Personal information
- Full name: George Gordon Burnes
- Born: 11 July 1866 St Kilda, Victoria, Australia
- Died: 9 February 1949 (aged 82) Christchurch, New Zealand

Domestic team information
- 1883/84–1886/87: Wellington

Career statistics
| Competition | First-class |
| Matches | 6 |
| Runs scored | 90 |
| Batting average | 9.00 |
| 100s/50s | 0/0 |
| Top score | 32 |
| Catches/stumpings | 2/– |
- Source: Cricinfo, 27 September 2015

= George Burnes =

New Zealand cricketer

George Gordon Burnes (11 July 1866 – 9 February 1949) was a businessman and first-class cricketer in New Zealand.

==Personal life and business career==
The son of Adam Burnes, who was the first general manager of the National Bank of New Zealand, George Burnes had five brothers and a sister. He attended Wellington College, Wellington.

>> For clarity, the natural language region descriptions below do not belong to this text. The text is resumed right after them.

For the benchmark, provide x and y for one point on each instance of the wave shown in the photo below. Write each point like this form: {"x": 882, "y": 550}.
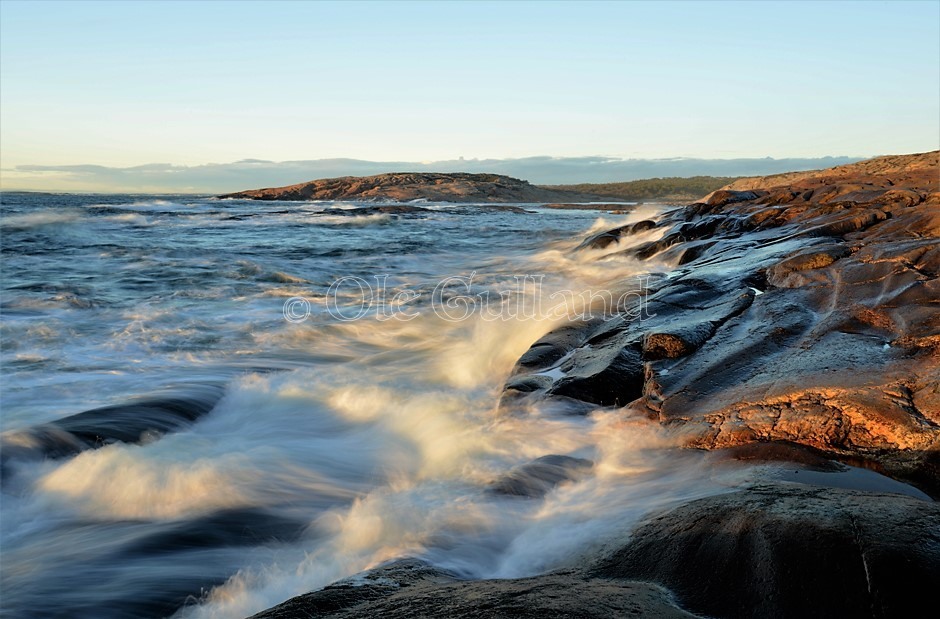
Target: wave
{"x": 38, "y": 219}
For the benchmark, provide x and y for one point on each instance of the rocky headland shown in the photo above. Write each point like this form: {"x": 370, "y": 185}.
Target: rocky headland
{"x": 800, "y": 323}
{"x": 405, "y": 187}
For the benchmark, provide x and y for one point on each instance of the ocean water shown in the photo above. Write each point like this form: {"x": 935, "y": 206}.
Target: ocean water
{"x": 332, "y": 444}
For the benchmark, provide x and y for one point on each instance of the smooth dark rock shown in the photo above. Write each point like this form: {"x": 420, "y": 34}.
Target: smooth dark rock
{"x": 781, "y": 550}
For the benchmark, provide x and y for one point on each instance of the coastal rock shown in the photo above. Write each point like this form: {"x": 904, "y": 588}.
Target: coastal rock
{"x": 535, "y": 479}
{"x": 405, "y": 187}
{"x": 804, "y": 313}
{"x": 780, "y": 550}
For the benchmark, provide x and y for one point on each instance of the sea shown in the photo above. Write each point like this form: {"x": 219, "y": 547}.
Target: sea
{"x": 348, "y": 363}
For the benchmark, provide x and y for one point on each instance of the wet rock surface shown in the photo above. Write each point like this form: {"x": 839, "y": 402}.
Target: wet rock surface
{"x": 799, "y": 327}
{"x": 780, "y": 550}
{"x": 807, "y": 313}
{"x": 411, "y": 588}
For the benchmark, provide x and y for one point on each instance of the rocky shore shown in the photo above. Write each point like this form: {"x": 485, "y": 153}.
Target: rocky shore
{"x": 800, "y": 324}
{"x": 405, "y": 187}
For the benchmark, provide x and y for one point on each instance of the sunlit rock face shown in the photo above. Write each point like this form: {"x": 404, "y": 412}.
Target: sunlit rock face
{"x": 802, "y": 307}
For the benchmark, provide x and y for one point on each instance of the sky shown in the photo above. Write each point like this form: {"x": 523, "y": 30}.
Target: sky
{"x": 123, "y": 84}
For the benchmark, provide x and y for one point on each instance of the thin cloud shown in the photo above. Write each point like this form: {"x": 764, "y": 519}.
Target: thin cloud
{"x": 252, "y": 173}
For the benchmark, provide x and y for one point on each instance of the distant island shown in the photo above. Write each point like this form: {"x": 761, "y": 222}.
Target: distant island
{"x": 496, "y": 188}
{"x": 405, "y": 187}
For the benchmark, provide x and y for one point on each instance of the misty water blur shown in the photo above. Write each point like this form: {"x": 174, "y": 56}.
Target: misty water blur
{"x": 336, "y": 445}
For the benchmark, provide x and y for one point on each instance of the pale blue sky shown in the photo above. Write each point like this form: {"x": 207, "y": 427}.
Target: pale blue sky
{"x": 128, "y": 83}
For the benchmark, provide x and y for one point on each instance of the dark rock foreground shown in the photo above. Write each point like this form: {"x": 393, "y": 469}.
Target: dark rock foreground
{"x": 404, "y": 187}
{"x": 807, "y": 313}
{"x": 800, "y": 323}
{"x": 775, "y": 550}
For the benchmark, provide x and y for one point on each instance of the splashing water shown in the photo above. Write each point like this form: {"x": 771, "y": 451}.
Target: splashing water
{"x": 336, "y": 445}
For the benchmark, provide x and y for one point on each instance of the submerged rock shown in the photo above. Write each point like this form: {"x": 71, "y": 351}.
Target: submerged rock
{"x": 806, "y": 313}
{"x": 535, "y": 479}
{"x": 410, "y": 588}
{"x": 779, "y": 550}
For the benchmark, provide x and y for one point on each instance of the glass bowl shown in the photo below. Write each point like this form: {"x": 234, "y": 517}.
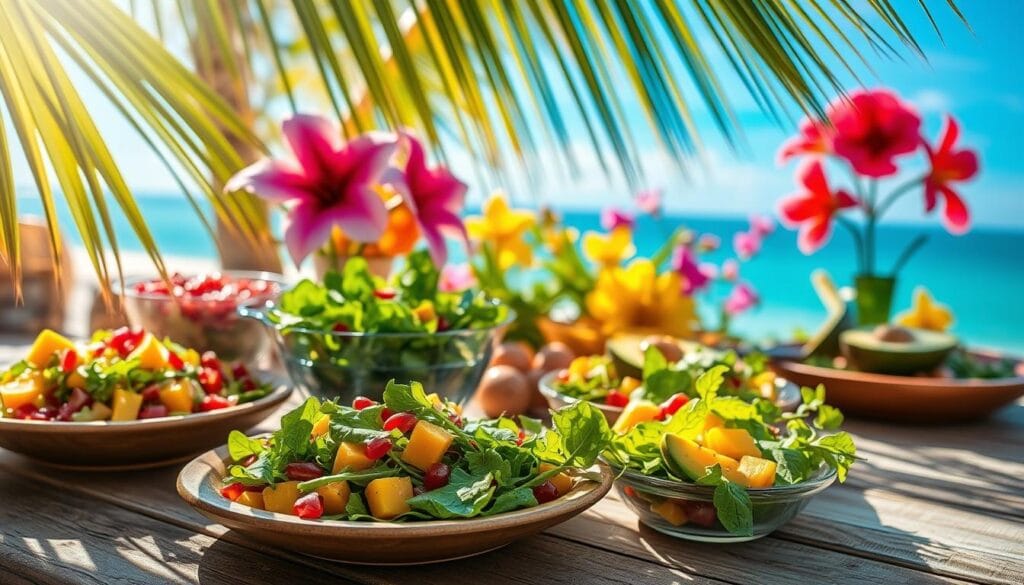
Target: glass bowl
{"x": 205, "y": 324}
{"x": 686, "y": 510}
{"x": 347, "y": 364}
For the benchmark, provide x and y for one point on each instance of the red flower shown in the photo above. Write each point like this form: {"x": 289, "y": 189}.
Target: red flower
{"x": 813, "y": 208}
{"x": 871, "y": 128}
{"x": 949, "y": 165}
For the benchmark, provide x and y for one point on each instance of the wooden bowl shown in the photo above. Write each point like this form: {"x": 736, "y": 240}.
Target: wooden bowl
{"x": 377, "y": 543}
{"x": 138, "y": 444}
{"x": 907, "y": 399}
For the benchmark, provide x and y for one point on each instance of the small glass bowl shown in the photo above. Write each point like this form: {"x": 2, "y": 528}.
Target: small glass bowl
{"x": 347, "y": 364}
{"x": 686, "y": 510}
{"x": 204, "y": 324}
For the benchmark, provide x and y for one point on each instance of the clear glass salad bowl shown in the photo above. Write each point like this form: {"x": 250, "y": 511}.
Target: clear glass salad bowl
{"x": 206, "y": 323}
{"x": 347, "y": 364}
{"x": 686, "y": 510}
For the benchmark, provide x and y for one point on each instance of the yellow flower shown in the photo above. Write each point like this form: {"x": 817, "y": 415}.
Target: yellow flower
{"x": 638, "y": 299}
{"x": 926, "y": 314}
{"x": 504, "y": 230}
{"x": 608, "y": 251}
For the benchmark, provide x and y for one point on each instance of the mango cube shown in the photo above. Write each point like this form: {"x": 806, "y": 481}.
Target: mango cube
{"x": 351, "y": 456}
{"x": 387, "y": 497}
{"x": 335, "y": 497}
{"x": 281, "y": 498}
{"x": 426, "y": 446}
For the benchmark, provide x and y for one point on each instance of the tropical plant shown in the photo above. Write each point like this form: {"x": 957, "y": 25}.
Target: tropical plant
{"x": 480, "y": 72}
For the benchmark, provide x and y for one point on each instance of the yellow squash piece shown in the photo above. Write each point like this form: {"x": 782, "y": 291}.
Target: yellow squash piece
{"x": 46, "y": 344}
{"x": 126, "y": 405}
{"x": 734, "y": 443}
{"x": 281, "y": 498}
{"x": 335, "y": 497}
{"x": 635, "y": 413}
{"x": 177, "y": 395}
{"x": 351, "y": 456}
{"x": 760, "y": 472}
{"x": 387, "y": 497}
{"x": 426, "y": 446}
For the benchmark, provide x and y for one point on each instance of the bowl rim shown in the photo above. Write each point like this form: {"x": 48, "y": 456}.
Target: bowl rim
{"x": 198, "y": 471}
{"x": 283, "y": 389}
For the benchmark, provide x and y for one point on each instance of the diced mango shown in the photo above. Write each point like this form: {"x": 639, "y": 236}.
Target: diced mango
{"x": 426, "y": 446}
{"x": 562, "y": 482}
{"x": 760, "y": 472}
{"x": 151, "y": 353}
{"x": 177, "y": 395}
{"x": 351, "y": 456}
{"x": 335, "y": 497}
{"x": 24, "y": 389}
{"x": 674, "y": 513}
{"x": 635, "y": 413}
{"x": 387, "y": 497}
{"x": 126, "y": 405}
{"x": 251, "y": 499}
{"x": 46, "y": 344}
{"x": 734, "y": 443}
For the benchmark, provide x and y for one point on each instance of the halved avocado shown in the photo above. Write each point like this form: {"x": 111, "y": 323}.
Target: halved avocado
{"x": 897, "y": 350}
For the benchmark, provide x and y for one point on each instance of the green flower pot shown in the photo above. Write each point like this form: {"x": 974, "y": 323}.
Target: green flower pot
{"x": 875, "y": 298}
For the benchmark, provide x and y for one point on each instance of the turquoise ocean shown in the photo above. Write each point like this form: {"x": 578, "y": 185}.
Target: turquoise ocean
{"x": 980, "y": 275}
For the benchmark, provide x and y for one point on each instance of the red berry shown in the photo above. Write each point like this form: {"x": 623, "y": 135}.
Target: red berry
{"x": 303, "y": 471}
{"x": 214, "y": 402}
{"x": 403, "y": 421}
{"x": 671, "y": 406}
{"x": 616, "y": 399}
{"x": 359, "y": 403}
{"x": 378, "y": 448}
{"x": 309, "y": 506}
{"x": 546, "y": 492}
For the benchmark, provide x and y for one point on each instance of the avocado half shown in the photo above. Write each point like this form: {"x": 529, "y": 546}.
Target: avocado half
{"x": 898, "y": 350}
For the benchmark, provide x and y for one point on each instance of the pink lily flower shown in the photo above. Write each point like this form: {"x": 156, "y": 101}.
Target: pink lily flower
{"x": 612, "y": 217}
{"x": 324, "y": 184}
{"x": 435, "y": 196}
{"x": 742, "y": 298}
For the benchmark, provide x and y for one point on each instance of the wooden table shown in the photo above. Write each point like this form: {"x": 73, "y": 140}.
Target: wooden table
{"x": 938, "y": 504}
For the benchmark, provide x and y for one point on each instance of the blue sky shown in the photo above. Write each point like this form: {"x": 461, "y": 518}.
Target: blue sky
{"x": 976, "y": 77}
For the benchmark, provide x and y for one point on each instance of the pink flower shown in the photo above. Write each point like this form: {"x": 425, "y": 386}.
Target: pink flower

Burnes was the Australian Mutual Provident Society's district manager in Invercargill, and then served as manager in Christchurch for 13 years until his retirement in 1930 after 49 years' service with the company. After retiring, he spent most of the rest of his life travelling the world. He served as an air raid warden in London during World War II. He and his wife Anna had one child, a daughter who died in her teens.

==Cricket career==
Burnes played six first-class matches for Wellington between 1884 and 1887. His highest score was 32, when he top-scored against Auckland in his last first-class match in 1887.

After moving to Invercargill in 1887 he immediately became the district's best player: in the 1887–88 season he was the top run-scorer in Invercargill (331 runs), with the highest batting average (41.37), took 33 wickets at the best bowling average (3.69), and made the first century in Invercargill cricket. He was one of the founders of the Southland Cricket Association in 1892. He captained the Southland representative team in the 1890s. In Southland's first representative match after the formation of the association, he top-scored with 34 against Otago. The match against Otago remained an annual event until the 1980s. In 1895-96 Burnes captained Southland to their first victory in the series.

Against the Australian touring team in 1896–97, his innings of 18 was the only double-figure score made by any of the Southland XXII. Still the captain, he also top-scored with 47 for a Southland XIII against Queensland two months later.

He was selected to tour Australia with the New Zealand team in 1898-99 but was unable to make the trip.